A whole online game (massivly multiplayer) is build around Stackless and its multithreading principle -- since the original is just to slow for the massivly multiplayer property of the game.
Threads in CPython are widely discouraged. One reason is the GIL -- a global interpreter lock -- that serializes threading for many parts of the execution. My experiance is, that it is really difficult to create fast applications this way. My example codings where all slower with threading -- with one core (but many waits for input should have made some performance boosts possible).
With CPython, rather use seperate processes if possible.

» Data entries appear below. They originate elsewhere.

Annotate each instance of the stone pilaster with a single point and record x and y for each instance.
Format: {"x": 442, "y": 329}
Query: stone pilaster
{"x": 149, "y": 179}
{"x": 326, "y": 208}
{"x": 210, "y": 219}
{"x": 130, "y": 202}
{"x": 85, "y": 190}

If you really want to get your hands dirty, you can try using generators to fake coroutines. It probably isn't the most efficient in terms of work involved, but coroutines do offer you very fine control of co-operative multitasking rather than pre-emptive multitasking you'll find elsewhere.
One advantage you'll find is that by and large, you will not need locks or mutexes when using co-operative multitasking, but the more important advantage for me was the nearly-zero switching speed between "threads". Of course, Stackless Python is said to be very good for that as well; and then there's Erlang, if it doesn't have to be Python.
Probably the biggest disadvantage in co-operative multitasking is the general lack of workaround for blocking I/O. And in the faked coroutines, you'll also encounter the issue that you can't switch "threads" from anything but the top level of the stack within a thread.
After you've made an even slightly complex application with fake coroutines, you'll really begin to appreciate the work that goes into process scheduling at the OS level.